On the other hand, there is talk that the old, old conventional wells in Saudi Arabia are much, much more fragile. I don't know. But the fact that Saudi chose to empty storage tanks instead of choking back / shutting in their wells, speaks volumes.

I'm curious if readers can provide any insight.

But there has to be a reason that Saudis chose to store oil in very, very expensive VLCCs / ULCCs rather than just shut down production.

By the way, I think they were surprised that no one wanted their oil, even at $20/bbl.

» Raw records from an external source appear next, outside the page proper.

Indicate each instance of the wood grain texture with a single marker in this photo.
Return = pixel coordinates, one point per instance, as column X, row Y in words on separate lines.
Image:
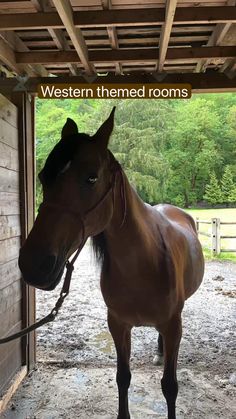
column 9, row 273
column 8, row 134
column 9, row 226
column 8, row 111
column 9, row 249
column 9, row 180
column 9, row 204
column 9, row 157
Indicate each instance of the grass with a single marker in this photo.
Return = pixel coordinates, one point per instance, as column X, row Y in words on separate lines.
column 225, row 214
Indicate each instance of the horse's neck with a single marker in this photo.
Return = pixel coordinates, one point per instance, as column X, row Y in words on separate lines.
column 131, row 226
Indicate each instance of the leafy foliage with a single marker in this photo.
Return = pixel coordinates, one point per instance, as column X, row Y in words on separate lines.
column 170, row 150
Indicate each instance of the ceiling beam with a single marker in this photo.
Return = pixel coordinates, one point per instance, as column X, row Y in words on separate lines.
column 215, row 39
column 211, row 81
column 166, row 32
column 112, row 35
column 57, row 35
column 184, row 55
column 16, row 44
column 65, row 12
column 121, row 17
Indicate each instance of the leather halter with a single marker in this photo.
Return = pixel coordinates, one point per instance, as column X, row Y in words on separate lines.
column 115, row 170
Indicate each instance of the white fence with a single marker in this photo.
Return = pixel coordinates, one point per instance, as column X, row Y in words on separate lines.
column 216, row 235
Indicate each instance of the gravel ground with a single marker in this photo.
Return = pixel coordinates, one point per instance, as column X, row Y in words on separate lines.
column 75, row 375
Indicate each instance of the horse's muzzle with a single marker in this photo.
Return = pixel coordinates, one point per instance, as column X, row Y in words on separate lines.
column 44, row 273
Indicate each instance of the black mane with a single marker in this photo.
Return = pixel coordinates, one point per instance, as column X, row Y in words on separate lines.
column 62, row 153
column 100, row 249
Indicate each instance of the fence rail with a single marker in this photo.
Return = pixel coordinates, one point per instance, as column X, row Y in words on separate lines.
column 215, row 234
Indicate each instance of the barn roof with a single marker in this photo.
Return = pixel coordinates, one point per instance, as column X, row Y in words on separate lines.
column 86, row 38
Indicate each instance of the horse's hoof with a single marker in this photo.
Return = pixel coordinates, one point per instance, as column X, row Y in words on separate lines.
column 158, row 360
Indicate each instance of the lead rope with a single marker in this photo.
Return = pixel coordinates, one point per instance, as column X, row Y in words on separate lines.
column 54, row 312
column 69, row 270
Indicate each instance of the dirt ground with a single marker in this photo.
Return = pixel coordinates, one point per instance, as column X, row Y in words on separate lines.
column 75, row 374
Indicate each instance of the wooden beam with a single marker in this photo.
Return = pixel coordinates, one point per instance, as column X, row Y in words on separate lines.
column 7, row 56
column 65, row 12
column 120, row 17
column 215, row 39
column 16, row 44
column 17, row 379
column 184, row 55
column 166, row 31
column 112, row 35
column 141, row 17
column 57, row 35
column 211, row 81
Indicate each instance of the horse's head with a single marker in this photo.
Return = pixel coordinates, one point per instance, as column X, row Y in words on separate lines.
column 77, row 180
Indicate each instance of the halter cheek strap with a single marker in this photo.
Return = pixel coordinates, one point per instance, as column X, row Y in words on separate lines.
column 70, row 264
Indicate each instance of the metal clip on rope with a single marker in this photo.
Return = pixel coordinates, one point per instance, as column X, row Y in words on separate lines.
column 54, row 312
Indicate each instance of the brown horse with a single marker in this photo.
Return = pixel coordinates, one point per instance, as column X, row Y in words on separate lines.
column 151, row 257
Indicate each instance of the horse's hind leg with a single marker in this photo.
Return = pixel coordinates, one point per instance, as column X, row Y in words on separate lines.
column 171, row 336
column 158, row 358
column 121, row 334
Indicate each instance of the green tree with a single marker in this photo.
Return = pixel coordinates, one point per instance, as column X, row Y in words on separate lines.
column 228, row 186
column 193, row 151
column 213, row 193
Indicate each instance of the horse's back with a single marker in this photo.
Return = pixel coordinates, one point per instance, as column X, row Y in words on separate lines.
column 180, row 237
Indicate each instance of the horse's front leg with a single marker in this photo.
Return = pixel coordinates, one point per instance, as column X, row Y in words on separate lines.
column 171, row 338
column 122, row 339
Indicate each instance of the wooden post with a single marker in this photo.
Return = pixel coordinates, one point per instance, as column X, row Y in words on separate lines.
column 215, row 236
column 197, row 225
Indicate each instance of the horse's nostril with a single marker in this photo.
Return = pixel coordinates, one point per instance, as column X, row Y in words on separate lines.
column 48, row 264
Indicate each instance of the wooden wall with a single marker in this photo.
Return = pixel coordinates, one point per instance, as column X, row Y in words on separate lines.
column 10, row 239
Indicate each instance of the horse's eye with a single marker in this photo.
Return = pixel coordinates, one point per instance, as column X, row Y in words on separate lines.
column 92, row 179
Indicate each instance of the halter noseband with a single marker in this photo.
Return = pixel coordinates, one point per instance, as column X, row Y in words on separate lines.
column 116, row 170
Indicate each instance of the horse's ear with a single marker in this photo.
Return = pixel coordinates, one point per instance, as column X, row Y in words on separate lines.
column 70, row 128
column 103, row 133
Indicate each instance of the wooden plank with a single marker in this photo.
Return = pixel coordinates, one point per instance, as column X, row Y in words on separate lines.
column 128, row 55
column 9, row 157
column 9, row 273
column 216, row 37
column 30, row 21
column 166, row 31
column 120, row 17
column 8, row 134
column 9, row 367
column 9, row 249
column 138, row 17
column 27, row 183
column 7, row 56
column 9, row 203
column 9, row 180
column 65, row 12
column 8, row 112
column 12, row 388
column 9, row 226
column 10, row 296
column 9, row 347
column 211, row 81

But Saudi had two choices:
  • store their oil-in-place (i.e., shut in wells)
  • store their oil offshore
It's binary. One or the other. They chose the other. That needs to be explained.

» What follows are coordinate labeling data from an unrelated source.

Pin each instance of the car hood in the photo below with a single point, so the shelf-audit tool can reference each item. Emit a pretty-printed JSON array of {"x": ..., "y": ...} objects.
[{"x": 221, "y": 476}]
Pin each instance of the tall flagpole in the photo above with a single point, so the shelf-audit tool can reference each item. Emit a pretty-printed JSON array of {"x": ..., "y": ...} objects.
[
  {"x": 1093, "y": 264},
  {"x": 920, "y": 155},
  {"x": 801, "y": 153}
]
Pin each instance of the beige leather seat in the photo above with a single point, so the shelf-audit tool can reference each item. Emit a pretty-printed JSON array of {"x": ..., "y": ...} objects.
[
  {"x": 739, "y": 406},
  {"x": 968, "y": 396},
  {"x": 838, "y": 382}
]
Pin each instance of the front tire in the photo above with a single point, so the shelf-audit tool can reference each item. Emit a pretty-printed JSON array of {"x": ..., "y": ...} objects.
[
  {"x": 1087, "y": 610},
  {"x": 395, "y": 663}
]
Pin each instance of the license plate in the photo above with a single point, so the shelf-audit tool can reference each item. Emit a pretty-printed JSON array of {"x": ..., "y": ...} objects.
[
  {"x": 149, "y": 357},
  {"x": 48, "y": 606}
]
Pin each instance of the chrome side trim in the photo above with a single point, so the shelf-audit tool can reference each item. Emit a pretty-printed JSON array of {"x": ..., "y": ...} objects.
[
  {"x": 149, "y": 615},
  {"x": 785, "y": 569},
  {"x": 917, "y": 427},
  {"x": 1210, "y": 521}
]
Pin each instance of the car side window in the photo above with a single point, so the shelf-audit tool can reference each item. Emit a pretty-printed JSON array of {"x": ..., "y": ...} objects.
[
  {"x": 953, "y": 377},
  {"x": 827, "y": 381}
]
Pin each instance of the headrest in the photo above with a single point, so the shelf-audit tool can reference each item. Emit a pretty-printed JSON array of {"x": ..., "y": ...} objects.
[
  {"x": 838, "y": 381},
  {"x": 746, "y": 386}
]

A derivative of that, of course, Saudi knew that US shale operators can shut in their wells for up to two years without bad things happening. Saudi knew they could not survive six months on $20 oil, much less two years.

And, finally that brings us to the final question, where we started this whole post?

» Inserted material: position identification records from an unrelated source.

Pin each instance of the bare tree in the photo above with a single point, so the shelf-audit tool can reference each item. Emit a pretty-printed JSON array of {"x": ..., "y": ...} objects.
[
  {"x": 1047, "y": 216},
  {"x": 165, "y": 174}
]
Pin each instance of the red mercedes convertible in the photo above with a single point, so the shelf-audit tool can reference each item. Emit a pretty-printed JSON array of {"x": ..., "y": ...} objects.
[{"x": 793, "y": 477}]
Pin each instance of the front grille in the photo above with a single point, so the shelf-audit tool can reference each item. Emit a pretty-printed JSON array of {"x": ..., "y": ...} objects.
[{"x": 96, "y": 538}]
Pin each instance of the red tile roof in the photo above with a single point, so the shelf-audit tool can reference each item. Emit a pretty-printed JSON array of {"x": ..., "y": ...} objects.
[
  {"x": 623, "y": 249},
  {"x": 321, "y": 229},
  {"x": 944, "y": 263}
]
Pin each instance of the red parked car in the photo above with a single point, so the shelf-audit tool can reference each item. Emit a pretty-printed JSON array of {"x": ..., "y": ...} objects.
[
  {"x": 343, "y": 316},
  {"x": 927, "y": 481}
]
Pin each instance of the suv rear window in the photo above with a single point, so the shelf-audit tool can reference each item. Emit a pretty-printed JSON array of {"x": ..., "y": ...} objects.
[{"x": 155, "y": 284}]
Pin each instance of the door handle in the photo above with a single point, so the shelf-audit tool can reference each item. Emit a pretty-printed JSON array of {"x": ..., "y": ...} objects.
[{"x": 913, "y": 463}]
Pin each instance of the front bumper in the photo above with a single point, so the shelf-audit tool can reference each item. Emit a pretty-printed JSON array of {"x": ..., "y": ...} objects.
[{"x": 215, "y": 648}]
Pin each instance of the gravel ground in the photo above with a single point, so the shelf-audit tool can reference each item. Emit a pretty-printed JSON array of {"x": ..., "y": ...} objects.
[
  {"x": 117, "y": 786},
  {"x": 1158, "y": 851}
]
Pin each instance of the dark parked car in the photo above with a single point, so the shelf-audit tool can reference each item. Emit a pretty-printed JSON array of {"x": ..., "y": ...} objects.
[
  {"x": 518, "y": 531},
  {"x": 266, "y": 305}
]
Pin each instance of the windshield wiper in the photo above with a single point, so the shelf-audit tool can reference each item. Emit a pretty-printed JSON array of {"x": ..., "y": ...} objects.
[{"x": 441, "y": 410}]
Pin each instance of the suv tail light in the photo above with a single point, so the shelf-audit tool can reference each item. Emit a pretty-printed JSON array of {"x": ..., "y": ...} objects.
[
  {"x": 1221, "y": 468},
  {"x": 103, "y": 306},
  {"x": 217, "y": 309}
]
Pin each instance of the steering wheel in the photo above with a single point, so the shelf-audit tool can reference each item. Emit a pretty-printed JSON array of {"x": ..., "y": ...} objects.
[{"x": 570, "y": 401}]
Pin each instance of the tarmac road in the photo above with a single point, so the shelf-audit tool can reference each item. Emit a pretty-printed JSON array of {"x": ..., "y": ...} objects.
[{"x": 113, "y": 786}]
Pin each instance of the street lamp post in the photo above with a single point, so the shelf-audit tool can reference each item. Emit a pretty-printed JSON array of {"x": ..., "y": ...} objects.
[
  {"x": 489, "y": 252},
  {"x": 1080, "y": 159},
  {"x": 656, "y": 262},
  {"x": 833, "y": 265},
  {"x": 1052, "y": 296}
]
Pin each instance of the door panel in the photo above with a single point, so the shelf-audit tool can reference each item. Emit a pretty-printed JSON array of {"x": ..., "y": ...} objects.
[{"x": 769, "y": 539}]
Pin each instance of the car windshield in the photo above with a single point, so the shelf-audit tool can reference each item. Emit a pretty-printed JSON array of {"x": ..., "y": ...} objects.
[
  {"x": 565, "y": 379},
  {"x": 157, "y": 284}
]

We go back to that Reuters article linked above.

First of all, I think the Reuters headline was a bit of hysteria, using the word seize, as in "the banks would seize energy assets." It gets your attention and it sounds a lot like what "Venezuelans" would do -- where countries, not banks, seize private property.

Banks aren't going to seize anything. Banks would have to go through a process to take "control" of energy assets (and, oh by the way, there's a lot of "stuff" suggesting that wasn't going to be easy -- on so many levels).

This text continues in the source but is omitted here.